R packages – attached vs loaded – all about those double::colons

It all seems so simple. You install R packages on your system with install.packages(package). This downloads the code and saves it on your computer. You can see what you’ve installed with installed.packages(). And when you want to use a package in your code, you start the code with library(package).

But here’s where it gets crazy. Some packages require other packages to work. For example, take the package tibble. It’s pretty simple – it just makes tibbles, which are R dataframes that act more sanely and consistently and print out more nicely than standard dataframes.

But notice the third line of CRAN’s description of tibble:

Imports: cli, crayon, methods, pillar (>= 1.1.0), rlang, utils

When you install the tibble package, R will also download and install all those other packages (if you don’t already have them). But when you library the tibble package, only the functions in the tibble package itself become directly accessible to you.
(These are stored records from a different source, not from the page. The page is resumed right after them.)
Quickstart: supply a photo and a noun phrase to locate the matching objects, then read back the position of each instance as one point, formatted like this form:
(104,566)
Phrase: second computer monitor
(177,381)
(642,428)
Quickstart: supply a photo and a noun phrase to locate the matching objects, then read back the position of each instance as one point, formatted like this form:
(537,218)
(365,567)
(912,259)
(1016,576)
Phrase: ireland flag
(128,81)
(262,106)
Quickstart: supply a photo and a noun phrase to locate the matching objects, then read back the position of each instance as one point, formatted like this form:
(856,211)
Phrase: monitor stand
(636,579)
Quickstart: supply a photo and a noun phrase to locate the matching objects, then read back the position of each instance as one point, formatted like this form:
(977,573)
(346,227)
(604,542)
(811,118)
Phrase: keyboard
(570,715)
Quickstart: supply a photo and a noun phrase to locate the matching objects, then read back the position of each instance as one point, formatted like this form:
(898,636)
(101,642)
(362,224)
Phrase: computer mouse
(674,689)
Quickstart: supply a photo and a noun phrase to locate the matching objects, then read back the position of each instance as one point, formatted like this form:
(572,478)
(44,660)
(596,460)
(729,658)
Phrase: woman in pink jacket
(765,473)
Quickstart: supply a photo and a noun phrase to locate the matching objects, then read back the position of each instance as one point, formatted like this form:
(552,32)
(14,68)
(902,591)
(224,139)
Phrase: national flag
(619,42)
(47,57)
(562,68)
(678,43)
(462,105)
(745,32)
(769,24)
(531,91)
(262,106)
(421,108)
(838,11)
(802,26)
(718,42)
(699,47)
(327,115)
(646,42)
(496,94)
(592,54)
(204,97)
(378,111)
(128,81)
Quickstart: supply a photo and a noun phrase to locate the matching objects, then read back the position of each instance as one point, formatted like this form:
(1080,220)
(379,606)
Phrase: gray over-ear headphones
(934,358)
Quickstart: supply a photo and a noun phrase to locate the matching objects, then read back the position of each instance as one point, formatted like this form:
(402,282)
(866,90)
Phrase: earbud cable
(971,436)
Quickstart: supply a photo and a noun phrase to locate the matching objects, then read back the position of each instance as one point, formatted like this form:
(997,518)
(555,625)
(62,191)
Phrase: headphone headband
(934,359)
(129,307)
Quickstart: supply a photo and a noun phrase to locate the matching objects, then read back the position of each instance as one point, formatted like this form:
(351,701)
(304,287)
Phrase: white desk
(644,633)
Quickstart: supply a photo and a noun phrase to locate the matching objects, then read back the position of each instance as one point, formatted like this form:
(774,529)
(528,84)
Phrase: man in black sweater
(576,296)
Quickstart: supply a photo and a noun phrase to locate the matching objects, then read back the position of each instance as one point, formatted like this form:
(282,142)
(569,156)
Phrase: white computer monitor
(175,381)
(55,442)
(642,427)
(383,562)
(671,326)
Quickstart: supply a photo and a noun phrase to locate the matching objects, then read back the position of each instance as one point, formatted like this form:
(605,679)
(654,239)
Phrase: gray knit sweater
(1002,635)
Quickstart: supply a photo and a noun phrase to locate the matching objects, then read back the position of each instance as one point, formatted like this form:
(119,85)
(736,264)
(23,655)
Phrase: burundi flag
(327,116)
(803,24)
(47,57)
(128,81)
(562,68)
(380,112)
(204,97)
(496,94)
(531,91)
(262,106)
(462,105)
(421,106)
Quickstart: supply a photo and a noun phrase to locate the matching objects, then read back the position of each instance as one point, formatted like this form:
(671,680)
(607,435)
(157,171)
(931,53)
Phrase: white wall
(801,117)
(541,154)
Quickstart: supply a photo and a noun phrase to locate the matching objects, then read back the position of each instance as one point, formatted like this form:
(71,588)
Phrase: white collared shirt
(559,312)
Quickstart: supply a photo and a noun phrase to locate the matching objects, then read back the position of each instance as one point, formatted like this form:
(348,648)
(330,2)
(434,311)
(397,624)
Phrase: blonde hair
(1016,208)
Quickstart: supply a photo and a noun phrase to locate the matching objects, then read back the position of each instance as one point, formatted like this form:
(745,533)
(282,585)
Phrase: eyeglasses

But wait, there’s more. Functions inside the other packages are indirectly accessible to tibble, which can get at functions in the other packages by means of a prefix before the function name. The prefix consists of the name of the package and a double::colon. Functions called this way are loaded into R’s memory but aren’t directly accessible. R calls this loaded via a namespace. If you look at tibble’s code for its glimpse() function on GitHub, you’ll see the following line:

data_width <- width - crayon::col_nchar(var_names) - 2

The crayon:: part is calling a function in the crayon package. If the package hasn’t been loaded into memory yet, first R will automatically and quietly load it. Your own code can also call any function in an installed package in the same way.

If fact, you could never use library() at all but just refer to all functions in packages with the package name-double colon prefix. So all the library() function actually does is make sure the package is installed and allow you to call its functions without the prefix! It’s really just a version of attach().

If you’d like to see what packages are attached and what packages are loaded at any give time, use the function sessionInfo() (note: it’s session, not system) and look at the last chunks of information it provides.

The tidyverse: installed vs attached packages

Once you understand all that, how the tidyverse works will suddenly make a lot more sense. Here’s a description of the package from the tidyverse CRAN info.

The 'tidyverse' is a set of packages that work in harmony because they share common data representations and 'API' design. This package is designed to make it easy to install and load multiple 'tidyverse' packages in a single step. Learn more about the 'tidyverse' at <https://tidyverse.org>.

The library(tidyverse) function attaches the following packages:

But install.packages(tidyverse) actually installs a whole boatload of additional packages, including a few whose functions you might want to access directly:

In the latest version of our LEMRS installation script we have R install the entire tidyverse and we get the whole boatload of packages. But inside the Open-Meta app, library(tidyverse) doesn’t attach some of the ones we want to use. That’s why we have to library() them in separately.

library() vs require()

Finally, let’s talk a moment about the library() function’s twin, require(). They both attach packages. The difference is in what they return if the package isn’t installed. In that case library() will issue a fatal error and stop the program. The require() function, on the other hand, returns FALSE and a warning, but your program can continue.

If you write a library() function like this: x <- library() and then examine x you’ll either find a libraryIQR object that lists all of your installed packages by the folders they reside in (you get this when you add no parameter) or a character object with the names of all the packages that are currently attached (assuming you pass a valid package name as a parameter; an invalid package name returns that fatal error).

With x <- require(), on the other hand, you’ll get a fatal error with no parameter. Otherwise x will be TRUE for a package that is available on your system and FALSE for a package that’s never been installed.

Both library() and require() insist that you pass in only one package name at a time. Neither accepts a vector of package names.